White House press secretary Jen Psaki acknowledged that about 100 American citizens are still in Afghanistan but wouldn’t say whether the State Department or the Taliban were responsible for holding up flights at Mazar-i-Sharif airport — blaming incorrect paperwork instead.
Speaking to reporters on Air Force One as President Biden and administration officials traveled on Tuesday to view the storm damage in New York and New Jersey, Psaki was asked if reports saying 100 Americans remain in Afghanistan were accurate.
“It’s just under that. I think the State Department has given numbers that as you may have seen out there reported over the weekend, there were four American citizens who were able to depart overland.
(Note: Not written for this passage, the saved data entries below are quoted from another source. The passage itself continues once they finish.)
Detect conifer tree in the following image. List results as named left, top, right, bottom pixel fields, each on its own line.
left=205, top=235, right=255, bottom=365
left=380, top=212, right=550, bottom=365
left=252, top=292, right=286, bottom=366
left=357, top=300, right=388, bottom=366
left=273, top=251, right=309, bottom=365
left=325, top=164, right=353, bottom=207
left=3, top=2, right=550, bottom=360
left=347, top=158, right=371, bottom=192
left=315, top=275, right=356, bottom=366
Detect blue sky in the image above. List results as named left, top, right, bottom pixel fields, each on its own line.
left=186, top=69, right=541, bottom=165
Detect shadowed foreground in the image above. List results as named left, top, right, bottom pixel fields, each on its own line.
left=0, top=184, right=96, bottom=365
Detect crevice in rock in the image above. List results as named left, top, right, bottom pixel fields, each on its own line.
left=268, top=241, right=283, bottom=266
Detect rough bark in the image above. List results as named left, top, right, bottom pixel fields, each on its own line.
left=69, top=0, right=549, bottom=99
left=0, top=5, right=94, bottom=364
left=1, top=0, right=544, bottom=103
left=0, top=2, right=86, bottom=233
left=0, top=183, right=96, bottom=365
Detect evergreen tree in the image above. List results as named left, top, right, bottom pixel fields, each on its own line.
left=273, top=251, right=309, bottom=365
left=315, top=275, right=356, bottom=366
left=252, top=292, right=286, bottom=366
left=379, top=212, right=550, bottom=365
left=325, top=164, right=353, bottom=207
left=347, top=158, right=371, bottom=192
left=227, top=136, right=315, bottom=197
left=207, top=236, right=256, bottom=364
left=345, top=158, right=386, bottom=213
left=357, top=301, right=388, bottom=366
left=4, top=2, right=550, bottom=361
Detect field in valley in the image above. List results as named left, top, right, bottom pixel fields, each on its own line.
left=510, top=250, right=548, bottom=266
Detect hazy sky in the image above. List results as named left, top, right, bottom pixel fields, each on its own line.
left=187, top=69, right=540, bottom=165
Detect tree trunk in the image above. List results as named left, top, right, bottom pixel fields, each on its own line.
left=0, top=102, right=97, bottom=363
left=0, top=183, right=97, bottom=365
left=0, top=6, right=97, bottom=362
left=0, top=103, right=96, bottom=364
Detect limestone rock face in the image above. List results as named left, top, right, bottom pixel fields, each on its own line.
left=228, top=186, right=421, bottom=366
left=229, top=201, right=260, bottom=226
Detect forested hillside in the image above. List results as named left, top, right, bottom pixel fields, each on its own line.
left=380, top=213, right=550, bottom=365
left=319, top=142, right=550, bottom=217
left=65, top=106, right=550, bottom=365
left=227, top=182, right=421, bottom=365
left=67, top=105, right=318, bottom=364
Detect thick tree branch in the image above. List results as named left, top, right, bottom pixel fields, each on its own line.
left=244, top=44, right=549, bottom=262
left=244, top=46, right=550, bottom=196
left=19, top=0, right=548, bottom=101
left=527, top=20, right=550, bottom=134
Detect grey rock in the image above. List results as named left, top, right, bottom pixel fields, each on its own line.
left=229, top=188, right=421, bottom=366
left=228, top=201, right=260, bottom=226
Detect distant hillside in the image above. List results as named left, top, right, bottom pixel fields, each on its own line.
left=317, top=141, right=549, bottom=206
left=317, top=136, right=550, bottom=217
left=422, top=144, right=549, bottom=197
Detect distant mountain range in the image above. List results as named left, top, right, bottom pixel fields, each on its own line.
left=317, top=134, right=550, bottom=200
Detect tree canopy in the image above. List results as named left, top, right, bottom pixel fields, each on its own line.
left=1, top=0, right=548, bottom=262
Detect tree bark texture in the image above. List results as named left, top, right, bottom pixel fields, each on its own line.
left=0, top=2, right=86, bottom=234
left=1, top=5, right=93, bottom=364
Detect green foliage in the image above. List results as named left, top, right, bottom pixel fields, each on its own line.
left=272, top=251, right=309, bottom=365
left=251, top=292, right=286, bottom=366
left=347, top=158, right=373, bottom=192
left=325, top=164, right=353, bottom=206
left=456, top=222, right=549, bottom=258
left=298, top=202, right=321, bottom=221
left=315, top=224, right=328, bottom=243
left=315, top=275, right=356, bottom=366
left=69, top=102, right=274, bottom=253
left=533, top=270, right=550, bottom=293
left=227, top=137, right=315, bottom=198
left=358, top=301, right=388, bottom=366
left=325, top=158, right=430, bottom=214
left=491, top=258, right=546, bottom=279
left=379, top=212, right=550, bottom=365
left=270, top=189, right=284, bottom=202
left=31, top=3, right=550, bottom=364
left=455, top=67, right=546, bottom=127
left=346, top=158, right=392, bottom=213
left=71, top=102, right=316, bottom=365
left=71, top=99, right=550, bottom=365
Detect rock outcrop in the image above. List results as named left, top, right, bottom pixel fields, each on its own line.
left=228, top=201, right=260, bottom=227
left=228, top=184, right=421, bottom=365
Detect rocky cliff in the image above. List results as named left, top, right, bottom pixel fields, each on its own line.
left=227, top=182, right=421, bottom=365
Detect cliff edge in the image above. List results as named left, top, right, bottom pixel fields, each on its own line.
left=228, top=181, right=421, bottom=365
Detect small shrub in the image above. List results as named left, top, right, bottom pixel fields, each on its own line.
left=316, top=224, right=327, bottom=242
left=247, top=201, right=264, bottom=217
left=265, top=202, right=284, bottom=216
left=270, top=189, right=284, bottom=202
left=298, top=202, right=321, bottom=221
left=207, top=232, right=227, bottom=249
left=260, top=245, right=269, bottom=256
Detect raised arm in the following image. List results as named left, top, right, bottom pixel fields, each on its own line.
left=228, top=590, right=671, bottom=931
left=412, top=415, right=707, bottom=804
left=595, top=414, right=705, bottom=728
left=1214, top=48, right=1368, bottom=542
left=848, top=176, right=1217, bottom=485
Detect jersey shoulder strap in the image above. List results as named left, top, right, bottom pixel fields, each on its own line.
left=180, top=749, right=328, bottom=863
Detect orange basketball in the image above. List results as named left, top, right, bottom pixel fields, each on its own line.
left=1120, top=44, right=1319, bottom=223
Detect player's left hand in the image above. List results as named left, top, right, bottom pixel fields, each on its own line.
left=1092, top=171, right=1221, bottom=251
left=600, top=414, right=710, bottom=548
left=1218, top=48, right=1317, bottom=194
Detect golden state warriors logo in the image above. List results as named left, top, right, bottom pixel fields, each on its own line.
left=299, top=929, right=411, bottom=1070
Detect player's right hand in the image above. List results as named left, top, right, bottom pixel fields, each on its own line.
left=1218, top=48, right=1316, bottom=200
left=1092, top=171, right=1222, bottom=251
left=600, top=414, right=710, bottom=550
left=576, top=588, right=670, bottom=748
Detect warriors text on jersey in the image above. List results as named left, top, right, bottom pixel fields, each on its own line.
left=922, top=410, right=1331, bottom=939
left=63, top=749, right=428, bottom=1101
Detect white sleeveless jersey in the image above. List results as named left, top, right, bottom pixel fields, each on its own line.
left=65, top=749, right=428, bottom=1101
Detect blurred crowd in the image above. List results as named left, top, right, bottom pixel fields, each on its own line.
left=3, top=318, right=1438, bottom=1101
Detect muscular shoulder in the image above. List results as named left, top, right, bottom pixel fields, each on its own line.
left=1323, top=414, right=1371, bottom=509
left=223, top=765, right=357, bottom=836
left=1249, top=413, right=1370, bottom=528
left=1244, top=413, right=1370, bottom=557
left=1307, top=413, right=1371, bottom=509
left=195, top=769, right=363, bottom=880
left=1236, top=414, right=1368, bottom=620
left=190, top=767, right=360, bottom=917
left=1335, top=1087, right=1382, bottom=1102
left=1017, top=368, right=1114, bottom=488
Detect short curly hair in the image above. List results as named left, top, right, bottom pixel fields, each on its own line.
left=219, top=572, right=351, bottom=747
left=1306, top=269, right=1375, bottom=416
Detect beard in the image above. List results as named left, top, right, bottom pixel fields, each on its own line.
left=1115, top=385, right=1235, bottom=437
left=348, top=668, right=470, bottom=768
That’s one of the ways that we are working with American citizens to get out of the country,” Psaki said.
Questioned about the planes sitting for days on the tarmac at the Mazar-i-Sharif airport, Psaki echoed Secretary of State Antony Blinken in blaming documentation for the delays.
“We’re working to get every single American citizen, any individual who has documentation out of the country, and I think our secretary of state also spoke to this on the ground in Qatar where he conveyed that he has not received reports … that individuals who have documentation have been stopped,” she said.
Blinken acknowledged that there was a “relatively small number” of Americans trying to leave Mazar-i-Sharif and that the Taliban were allowing US citizens and Afghan allies and their families depart as long as they have the proper travel documents.
But those lacking the correct paperwork are being held up, he said.
“On these charter flights, as I mentioned, one of the challenges has been that, as we understand it, there are groups of people who are grouped together, some of whom have the appropriate travel documents – an American passport, a green card, a visa – and others do not,” Blinken said.
“And it’s my understanding that the Taliban has not denied exit to anyone holding a valid document, but they have said that those without valid documents at this point can’t leave. But because all of these people are grouped together, that’s meant that flights have not been allowed to go,” he continued.
Blinken, who is in Qatar with Defense Secretary Lloyd Austin to thank the Gulf state’s leaders for allowing the US to use it as a hub for Americans and Afghan refugees, said the US doesn’t have access to the passenger manifests on the charter flights.
“Without personnel on the ground, we can’t verify the accuracy of manifests, the identities of passengers, flight plans, or aviation security protocols. So this is a challenge, but one we are determined to work through,” Blinken said.
The US military completed its withdrawal from the country last week, ending America’s longest war.
Blinken also pushed back on claims that Taliban fighters were holding Americans hostage in Afghanistan by not allowing them to leave on flights out of the country.
“We are not aware of anyone being held on an aircraft or any hostage life situation in Mazar-i-Sharif,” Blinken said during a press conference in Doha, Qatar, where he arrived Monday.
In an interview on “Fox News Sunday,” Rep. Michael McCaul (R-Texas) claimed the Taliban were holding Americans hostage at Mazar-i-Sharif by not allowing their flights to leave.
“In fact, we have six airplanes at Mazar-i-Sharif airport, six airplanes, with American citizens on them as I speak, also with these interpreters, and the Taliban is holding them hostage for demands right now,” McCaul, the top Republican on the House Foreign Affairs Committee, said.
But an official with a non-governmental agency told Newsweek that the Taliban grounded six planes chartered by a Glenn Beck-founded charity in Mazar-i-Sharif.
The NGO official said more than 1,600 people, including more than 100 Americans, were expected to be evacuated on the planes, which were chartered by Mercury One from Kam Air, Afghanistan’s largest airline.
“The planes are currently empty and its passengers are still waiting in their safe houses for clearance for takeoff from the Taliban,” the official told the publication.
Another NGO official said the flights have not left because the Taliban has not given “final clearance” amid negotiations with the State Department.